Inserito il gennaio 22, 2020 at 17:06

Categorie: culturmedia, News

Nel 1951, con il bello e semplice nome “I MUSICI”, dodici promettenti strumentisti romani e di altre città d’Italia, allievi in buona parte dei Corsi di Perfezionamento dell’Accademia di S. Cecilia, si consociarono “inter pares” e diedero vita ad una singolare orchestra da camera composta da sei violini, due viole, due violoncelli, un contrabbasso e un clavicembalo.
La scelta di formare un organico senza direttore d’orchestra fu deliberata per stabilire fra i dodici colleghi-amici un rapporto egualitario in grado di portare, sia in fase di concertazione che di esecuzione, a scelte unanimi sui problemi tecnico-interpretativi delle partiture, formula inedita e valida ben al di là delle aspettative: emblematicamente l’elogio di Arturo Toscanini stabilì subito il primo autorevole sigillo.
Nel 2019 “I MUSICI” hanno festeggiato il 68° anniversario dall’inizio della loro attività, con una decisione tanto radicale quanto “naturale”: costituirsi in Cooperativa, per dare ancora maggiore forma ad un sogno ormai da tempo diventato realtà.
La meta che si erano prefissi quei dodici giovani musicisti era di far conoscere l’immenso patrimonio della musica italiana del settecento, all’epoca ancora poco nota ai più, così come eseguire musiche di autori italiani dell’ottocento e novecento.

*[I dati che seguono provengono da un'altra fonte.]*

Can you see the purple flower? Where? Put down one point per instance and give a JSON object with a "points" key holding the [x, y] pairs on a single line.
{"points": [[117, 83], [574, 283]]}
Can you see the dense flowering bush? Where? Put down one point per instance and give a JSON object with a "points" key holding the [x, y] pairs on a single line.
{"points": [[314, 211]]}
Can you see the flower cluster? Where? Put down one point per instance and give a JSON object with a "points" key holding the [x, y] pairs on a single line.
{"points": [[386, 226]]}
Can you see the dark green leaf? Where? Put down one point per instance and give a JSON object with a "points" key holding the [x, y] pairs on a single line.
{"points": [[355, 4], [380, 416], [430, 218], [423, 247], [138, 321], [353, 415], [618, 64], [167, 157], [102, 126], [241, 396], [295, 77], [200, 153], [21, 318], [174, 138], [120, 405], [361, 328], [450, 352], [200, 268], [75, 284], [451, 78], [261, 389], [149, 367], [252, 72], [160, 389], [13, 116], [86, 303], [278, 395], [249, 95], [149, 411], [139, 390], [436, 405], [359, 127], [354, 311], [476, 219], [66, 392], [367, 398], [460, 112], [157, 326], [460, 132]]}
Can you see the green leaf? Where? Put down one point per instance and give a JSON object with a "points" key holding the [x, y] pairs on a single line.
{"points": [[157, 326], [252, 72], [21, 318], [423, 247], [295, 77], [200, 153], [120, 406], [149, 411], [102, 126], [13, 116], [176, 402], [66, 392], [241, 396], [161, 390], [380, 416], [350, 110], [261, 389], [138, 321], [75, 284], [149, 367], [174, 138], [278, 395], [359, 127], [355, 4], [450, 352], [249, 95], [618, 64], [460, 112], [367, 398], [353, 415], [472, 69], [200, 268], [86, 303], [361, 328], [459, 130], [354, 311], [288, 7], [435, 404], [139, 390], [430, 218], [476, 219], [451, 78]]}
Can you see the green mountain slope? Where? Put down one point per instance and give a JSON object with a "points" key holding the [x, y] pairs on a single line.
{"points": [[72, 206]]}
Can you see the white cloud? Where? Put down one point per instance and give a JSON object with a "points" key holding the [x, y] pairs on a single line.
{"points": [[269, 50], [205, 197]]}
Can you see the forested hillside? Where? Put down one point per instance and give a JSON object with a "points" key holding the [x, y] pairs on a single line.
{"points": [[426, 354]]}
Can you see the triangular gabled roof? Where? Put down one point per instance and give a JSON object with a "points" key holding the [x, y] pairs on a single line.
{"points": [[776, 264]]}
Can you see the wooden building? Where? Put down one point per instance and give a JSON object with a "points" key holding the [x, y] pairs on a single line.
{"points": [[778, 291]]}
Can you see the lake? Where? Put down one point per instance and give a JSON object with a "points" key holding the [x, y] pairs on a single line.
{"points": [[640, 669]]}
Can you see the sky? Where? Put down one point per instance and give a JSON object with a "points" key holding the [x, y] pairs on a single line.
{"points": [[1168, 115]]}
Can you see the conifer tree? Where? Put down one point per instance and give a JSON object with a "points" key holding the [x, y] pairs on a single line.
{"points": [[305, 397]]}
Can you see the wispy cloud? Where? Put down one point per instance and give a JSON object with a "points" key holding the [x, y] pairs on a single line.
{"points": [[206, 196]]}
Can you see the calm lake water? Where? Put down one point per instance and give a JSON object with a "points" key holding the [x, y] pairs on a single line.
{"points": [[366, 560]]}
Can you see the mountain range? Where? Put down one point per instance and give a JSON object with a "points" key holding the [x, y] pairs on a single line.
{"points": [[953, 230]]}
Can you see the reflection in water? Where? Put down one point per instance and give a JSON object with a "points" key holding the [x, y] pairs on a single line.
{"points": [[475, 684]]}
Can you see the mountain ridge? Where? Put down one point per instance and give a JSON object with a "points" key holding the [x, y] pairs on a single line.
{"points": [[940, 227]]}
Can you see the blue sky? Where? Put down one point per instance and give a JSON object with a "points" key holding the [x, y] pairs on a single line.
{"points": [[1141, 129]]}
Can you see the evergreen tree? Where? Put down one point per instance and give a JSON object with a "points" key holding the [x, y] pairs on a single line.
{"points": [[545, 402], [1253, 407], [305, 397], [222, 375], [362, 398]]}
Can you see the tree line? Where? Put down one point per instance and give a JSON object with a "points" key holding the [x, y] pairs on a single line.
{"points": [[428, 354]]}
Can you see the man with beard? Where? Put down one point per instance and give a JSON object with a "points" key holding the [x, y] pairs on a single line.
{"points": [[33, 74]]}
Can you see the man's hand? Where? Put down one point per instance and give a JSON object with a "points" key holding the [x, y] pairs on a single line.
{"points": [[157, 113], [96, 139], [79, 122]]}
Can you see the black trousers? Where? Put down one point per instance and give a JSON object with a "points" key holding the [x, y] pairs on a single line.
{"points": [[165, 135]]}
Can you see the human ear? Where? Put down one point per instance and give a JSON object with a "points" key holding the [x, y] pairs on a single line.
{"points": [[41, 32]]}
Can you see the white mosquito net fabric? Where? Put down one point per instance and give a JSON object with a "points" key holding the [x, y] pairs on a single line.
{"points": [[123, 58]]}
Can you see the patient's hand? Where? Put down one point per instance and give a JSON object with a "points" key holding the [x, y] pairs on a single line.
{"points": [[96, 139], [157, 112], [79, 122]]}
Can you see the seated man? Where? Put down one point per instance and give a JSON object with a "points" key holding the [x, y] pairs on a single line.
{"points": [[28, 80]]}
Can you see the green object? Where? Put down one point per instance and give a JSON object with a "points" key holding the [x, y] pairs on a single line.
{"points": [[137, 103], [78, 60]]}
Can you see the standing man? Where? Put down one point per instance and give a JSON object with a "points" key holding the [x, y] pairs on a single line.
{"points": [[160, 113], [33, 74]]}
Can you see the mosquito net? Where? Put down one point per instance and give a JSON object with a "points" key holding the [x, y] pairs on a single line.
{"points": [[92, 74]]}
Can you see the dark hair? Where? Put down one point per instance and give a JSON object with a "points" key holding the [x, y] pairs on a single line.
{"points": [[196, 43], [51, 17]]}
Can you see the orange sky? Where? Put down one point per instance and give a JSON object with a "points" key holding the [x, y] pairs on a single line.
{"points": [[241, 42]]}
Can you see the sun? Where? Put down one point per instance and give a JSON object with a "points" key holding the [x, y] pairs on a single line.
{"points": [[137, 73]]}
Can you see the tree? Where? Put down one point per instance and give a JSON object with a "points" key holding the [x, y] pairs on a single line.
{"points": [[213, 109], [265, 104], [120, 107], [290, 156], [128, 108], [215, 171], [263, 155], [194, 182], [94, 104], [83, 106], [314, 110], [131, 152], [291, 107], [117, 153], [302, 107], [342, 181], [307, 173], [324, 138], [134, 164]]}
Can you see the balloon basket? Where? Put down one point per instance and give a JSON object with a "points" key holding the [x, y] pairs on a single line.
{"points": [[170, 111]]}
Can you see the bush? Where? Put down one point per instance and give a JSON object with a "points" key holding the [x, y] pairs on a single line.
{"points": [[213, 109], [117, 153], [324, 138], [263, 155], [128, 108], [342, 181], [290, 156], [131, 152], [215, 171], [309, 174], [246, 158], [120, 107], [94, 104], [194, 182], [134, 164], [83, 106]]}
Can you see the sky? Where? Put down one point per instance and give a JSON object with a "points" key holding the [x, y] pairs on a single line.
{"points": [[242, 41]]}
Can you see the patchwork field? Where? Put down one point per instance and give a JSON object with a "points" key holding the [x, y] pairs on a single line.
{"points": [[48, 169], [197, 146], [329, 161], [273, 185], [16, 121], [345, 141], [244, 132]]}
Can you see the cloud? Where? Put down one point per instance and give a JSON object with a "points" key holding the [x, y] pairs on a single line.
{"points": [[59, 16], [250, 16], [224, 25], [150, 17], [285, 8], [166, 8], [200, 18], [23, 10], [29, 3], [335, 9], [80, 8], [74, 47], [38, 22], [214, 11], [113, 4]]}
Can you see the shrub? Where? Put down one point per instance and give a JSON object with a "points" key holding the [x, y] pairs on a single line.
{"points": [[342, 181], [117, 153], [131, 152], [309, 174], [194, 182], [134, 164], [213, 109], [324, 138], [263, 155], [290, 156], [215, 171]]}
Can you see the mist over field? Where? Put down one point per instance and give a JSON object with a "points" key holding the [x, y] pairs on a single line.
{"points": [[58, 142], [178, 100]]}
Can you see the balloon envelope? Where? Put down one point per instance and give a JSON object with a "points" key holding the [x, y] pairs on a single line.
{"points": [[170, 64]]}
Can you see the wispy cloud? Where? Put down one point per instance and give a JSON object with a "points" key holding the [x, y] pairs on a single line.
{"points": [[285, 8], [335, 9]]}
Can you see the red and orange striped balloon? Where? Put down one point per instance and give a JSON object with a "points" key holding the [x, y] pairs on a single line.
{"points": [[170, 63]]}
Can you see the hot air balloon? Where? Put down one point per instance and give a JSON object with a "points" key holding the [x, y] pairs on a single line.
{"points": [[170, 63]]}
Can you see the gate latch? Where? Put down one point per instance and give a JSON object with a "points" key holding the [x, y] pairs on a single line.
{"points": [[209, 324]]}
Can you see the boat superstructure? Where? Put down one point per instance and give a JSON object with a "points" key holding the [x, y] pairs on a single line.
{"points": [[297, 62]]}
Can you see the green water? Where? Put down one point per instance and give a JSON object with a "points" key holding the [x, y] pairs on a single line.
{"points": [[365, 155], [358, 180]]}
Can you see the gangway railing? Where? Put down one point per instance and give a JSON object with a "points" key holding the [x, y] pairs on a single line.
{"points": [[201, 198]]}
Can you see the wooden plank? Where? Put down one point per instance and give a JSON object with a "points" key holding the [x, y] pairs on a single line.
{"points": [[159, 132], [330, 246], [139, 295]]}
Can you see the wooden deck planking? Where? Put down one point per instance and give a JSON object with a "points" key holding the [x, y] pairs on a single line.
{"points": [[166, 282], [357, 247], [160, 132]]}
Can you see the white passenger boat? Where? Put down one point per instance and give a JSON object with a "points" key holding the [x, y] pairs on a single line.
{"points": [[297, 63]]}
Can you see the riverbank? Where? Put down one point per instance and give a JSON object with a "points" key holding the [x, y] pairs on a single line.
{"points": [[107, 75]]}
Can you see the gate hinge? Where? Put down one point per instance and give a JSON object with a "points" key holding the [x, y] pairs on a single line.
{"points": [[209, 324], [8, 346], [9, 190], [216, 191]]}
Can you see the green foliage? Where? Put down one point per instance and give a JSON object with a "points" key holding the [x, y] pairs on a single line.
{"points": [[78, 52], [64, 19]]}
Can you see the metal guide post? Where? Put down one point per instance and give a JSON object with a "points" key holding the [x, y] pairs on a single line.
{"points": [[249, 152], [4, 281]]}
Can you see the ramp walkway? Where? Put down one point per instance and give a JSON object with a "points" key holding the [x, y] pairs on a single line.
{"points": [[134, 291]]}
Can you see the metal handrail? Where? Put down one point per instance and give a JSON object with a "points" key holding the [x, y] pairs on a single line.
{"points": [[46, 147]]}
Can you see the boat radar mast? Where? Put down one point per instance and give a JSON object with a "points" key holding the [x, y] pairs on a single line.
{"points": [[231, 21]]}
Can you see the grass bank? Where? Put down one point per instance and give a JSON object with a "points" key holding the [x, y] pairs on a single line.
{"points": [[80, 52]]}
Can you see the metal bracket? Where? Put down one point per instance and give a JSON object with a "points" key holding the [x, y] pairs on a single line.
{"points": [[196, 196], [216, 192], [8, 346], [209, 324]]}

Probabilmente nessuno di loro avrebbe immaginato che il gruppo da loro fondato, nel 2020, sarebbe stato ancora in giro per il mondo a suonare quel repertorio, per di più  nella nuova veste di impresa cooperativa.
Questa longevità e una fama internazionale giunta fino in Cina non sarebbero state possibili se non si fosse instaurato con il pubblico un rapporto speciale, maturato e consolidato nei tanti anni di attività. I concerti de “I MUSICI” sono ogni volta un viaggio in un luogo diverso, basta sedersi in platea e lasciarsi guidare e trasportare nel magico mondo dei suoni.
Ancora oggi, i componenti del gruppo si muovono fra i pentagrammi delle partiture con lo stesso entusiasmo dei loro predecessori e, forse, è proprio questo il segreto di questa incredibile longevità: la voglia di condividere e l’entusiasmo di chi sa di avere un bellissimo dono da regalare agli altri…la Musica.